In an interview, Frank Zappa talked about how the music industry was in better shape when record labels were run by money-driven people with suits and cigars than hippies with a taste that knew better than the average listener what they should listen to. This phenomenon is closely tied with the pre and post-filters we talked about earlier.
The hippies with taste acted like a pre-filter that decided what went for production and eventually what would reach the public. They were gatekeepers, in a sense, acting for the listener’s “best interest”. On the other hand, the money-driven cigar holders would let anything go – including junk – for the sole purpose of expected profit. The more they pushed to production and released, the higher the chances of something becoming a hit, hence making lots of “green”. They assigned the market to be in charge of that while letting post-filters do the work.
All that is good. No matter how weird our taste in music or books is, we can find them. And not only that but find like-minded people. Lots of them. All this while forming communities online and finding out trends and fads rise and fall within a niche. ‘Mainstream in a niche bubble’ as it was said in Anderson’s book.

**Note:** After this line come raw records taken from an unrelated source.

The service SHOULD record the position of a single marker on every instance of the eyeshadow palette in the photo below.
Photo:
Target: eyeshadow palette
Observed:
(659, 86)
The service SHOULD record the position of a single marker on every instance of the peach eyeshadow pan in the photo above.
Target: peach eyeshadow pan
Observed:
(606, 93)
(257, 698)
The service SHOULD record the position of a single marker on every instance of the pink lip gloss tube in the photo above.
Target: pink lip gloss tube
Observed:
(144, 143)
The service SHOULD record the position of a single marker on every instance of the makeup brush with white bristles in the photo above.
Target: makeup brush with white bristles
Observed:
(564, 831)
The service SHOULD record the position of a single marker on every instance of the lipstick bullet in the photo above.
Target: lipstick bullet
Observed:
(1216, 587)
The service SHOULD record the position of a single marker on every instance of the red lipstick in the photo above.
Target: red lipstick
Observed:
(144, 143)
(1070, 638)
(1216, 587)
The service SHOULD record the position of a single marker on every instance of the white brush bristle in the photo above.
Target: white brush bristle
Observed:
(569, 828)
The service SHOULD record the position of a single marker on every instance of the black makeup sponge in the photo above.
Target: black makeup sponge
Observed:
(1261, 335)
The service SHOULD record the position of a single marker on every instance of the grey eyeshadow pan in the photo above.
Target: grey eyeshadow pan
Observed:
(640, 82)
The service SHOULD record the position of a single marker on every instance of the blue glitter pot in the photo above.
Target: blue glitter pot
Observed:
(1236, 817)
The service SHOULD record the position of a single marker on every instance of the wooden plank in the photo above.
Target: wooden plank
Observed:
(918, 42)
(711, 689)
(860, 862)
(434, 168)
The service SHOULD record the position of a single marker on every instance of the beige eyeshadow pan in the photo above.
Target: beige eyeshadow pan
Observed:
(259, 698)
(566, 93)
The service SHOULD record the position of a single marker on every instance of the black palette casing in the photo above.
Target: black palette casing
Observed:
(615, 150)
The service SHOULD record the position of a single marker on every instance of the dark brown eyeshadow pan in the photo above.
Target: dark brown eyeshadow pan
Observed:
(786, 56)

Although great it is not without its issues. Back in the day, we had a scarcity problem, meaning there weren’t enough different opinions and tastes, and niches at our disposal. They did exist but they weren’t discoverable. If you had a savvy friend, you were lucky.
Now we have a problem of abundance. We found our niche, we found our people. More people means more information to share and consume. Suddenly our niche became huge. So hence the need for a second, additional personal filter to be placed on top of existing ones.
One pre-personal filter that we put on ourselves unconsciously is authority figures. We see these influencers being productive and looking like they are crushing it every day and hesitate to form our own opinions. A cult of personality arises and our opinions start to look alike. Now the border of pre and post-filters becomes blurry, making it more difficult to see. Authorities and influencers became pre-filters within a bubble that owes its existence to post-filters.
Another pre-personal filter is our own biases. We don’t and often can’t listen to things we disagree with and have the tendency to consume content that aligns with our preconceived notions making us all the more biased. We are locked in the famous “echo chamber”. The ultimate pre-filter.
One post-personal filter could be taking in anything you read or hear without resistance and flushing out what is not important later. Read and listen to different opinions and try to think an argument like you are on the opposing side(or the one you are disagreeing with). Even in a niche field, there could be noise since people within a niche are more likely to obsess over crazy details and argue about them — the famous “tabs vs spaces” is still fun to watch in the programming world. Like in Zappa’s analogy, in the same way, the cigars holders with suits, released everything letting the market decide what would become a hit, you expose yourself to opposing views, making conversation about them and flushing out what didn’t make the cut. What remains creates or updates your filter.
We put a personal filter on things either we want it or not. These pre and post-filters rule and shape our world. We put them on ourselves and then they work by themselves on autopilot. You set them up once and they last a lifetime. A lifetime indeed If you don’t consciously make an effort to re-program them or replace them. Not having a filter is simply not an option.